Dampak Krisis Demografi China: Pendapatan Turun, Utang Naik



KONTAN.CO.ID - BEIJING. Penyusutan populasi China di tahun 2022 memberikan tantangan baru bagi raksasa ekonomi dunia tersebut. China kini dihadapkan pada potensi kekurangan tenaga kerja yang bisa berujung pada penurunan pendapatan negara.

Biro Statistik Nasional China pada hari Selasa (17/1) melaporkan bahwa populasi China di tahun 2022 turun sekitar 850.000 jiwa menjadi 1,41175 miliar jiwa.

Penurunan itu jadi yang tertinggi sejak tahun 1961, tahun terakhir China mengalami krisis Kelaparan Hebat (Great Famine) yang sangat legendaris.


Dalam jangka panjang, pakar demografi PBB melihat populasi China akan menyusut hingga 109 juta pada tahun 2050, lebih dari tiga kali lipat dari perkiraan tahun 2019.

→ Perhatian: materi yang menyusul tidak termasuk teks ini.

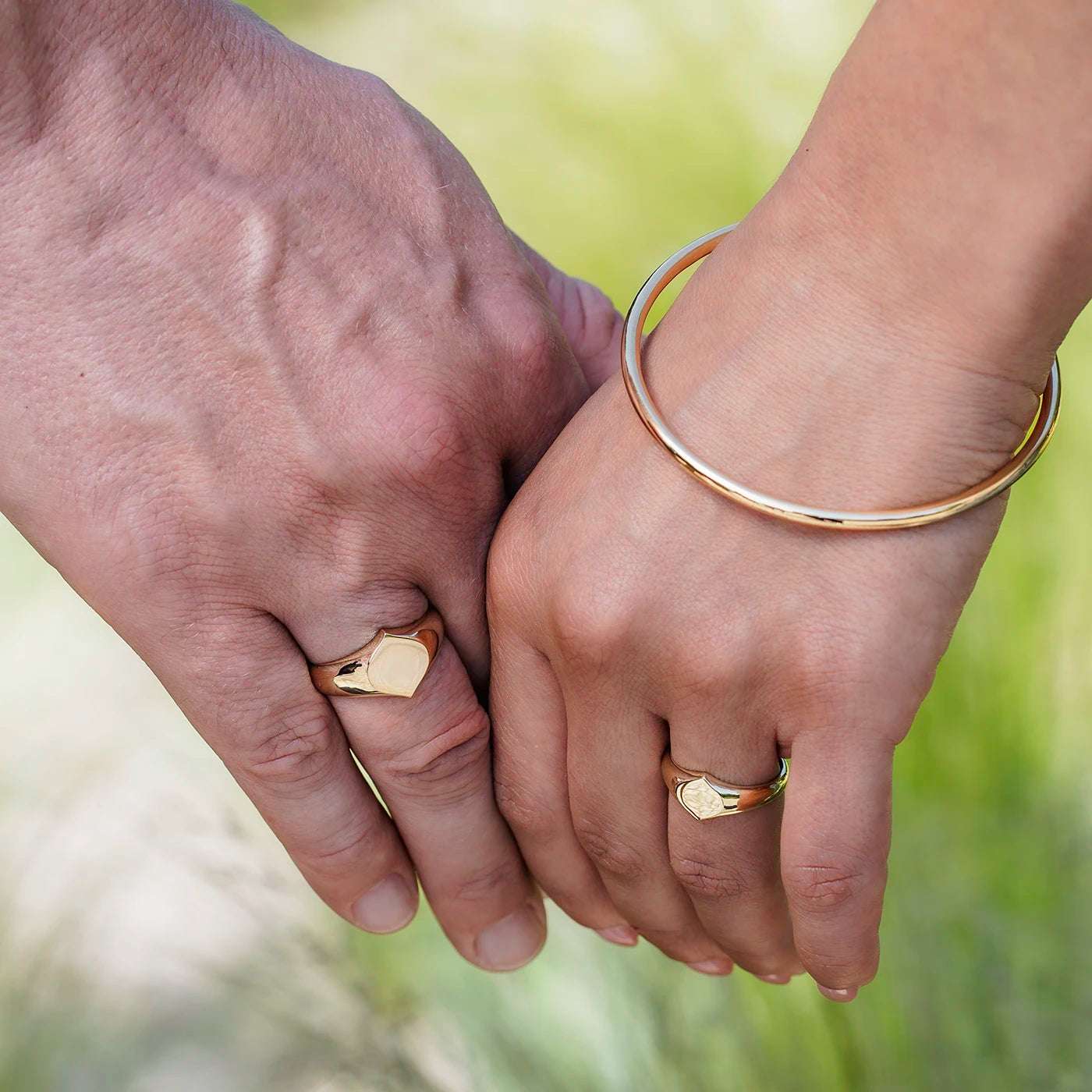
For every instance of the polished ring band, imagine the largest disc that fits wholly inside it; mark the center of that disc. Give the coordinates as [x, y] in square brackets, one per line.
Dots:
[707, 799]
[392, 663]
[633, 331]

Tingkat kelahiran China tahun lalu hanya 6,77 kelahiran per 1.000 orang, turun dari 7,52 kelahiran pada tahun 2021, tingkat kelahiran terendah dalam catatan.

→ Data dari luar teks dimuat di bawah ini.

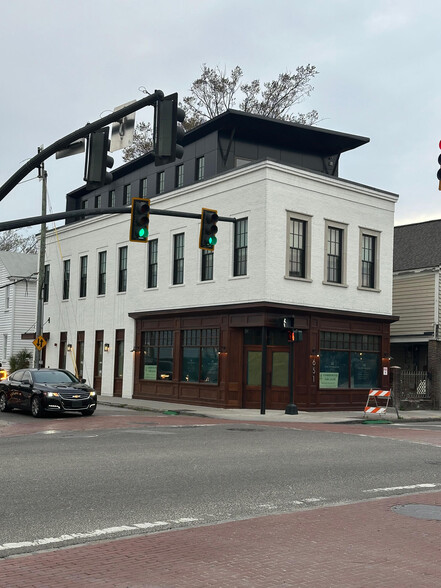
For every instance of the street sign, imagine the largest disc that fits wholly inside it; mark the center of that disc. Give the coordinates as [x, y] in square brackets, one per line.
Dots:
[39, 342]
[122, 130]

Baca Juga: Populasi China Menyusut untuk Pertama Kalinya dalam Enam Dekade

Dampak Krisis Demografi China

Krisis demografi China secara perlahan akan memengaruhi pertumbuhan ekonomi negara itu. Bahkan secara luas bisa berdampak pada ekonomi global.

China diprediksi akan menua tanpa sempat menjadi kaya lagi. Kekurangan populasi yang ada di usia produktif membuat aktivitas produksi terhambat.

Terhambatnya kegiatan ekonomi itu jelas akan memperlambat pertumbuhan ekonomi China karena pendapatan penduduk dan sektor bisnis menurun.

Jika terus berlanjut, utang pemerintah juga akan meningkat karena masih harus menjamin biaya kesehatan dan kesejahteraan orang-orang di usia tua.

Baca Juga: PBB: Populasi Penduduk China Dapat Berkurang Hingga 109 Juta pada Tahun 2050

Yi Fuxian, pakar demografi China, mengatakan bahwa prospek demografis dan ekonomi China jauh lebih suram dari yang diperkirakan. Kondisi ini nantinya akan menyenggol sektor pertahanan hingga kebijakan luar negeri.

"Prospek demografis dan ekonomi China jauh lebih suram dari yang diperkirakan. China harus menyesuaikan kebijakan sosial, ekonomi, pertahanan, dan luar negerinya," kata Yi kepada Reuters.

Yi juga melihat bahwa penyusutan tenaga kerja negara serta penurunan kinerja manufaktur akan membuat harga-harga komoditas melonjak. Kondisi ini juga akan dialami Amerika Serikat dan Eropa yang banyak mendatangkan produk dari China.

Di sisi lain, Kang Yi, kepala Biro Statistik Nasional, mengatakan bahwa pasokan tenaga kerja secara keseluruhan masih melebihi permintaan.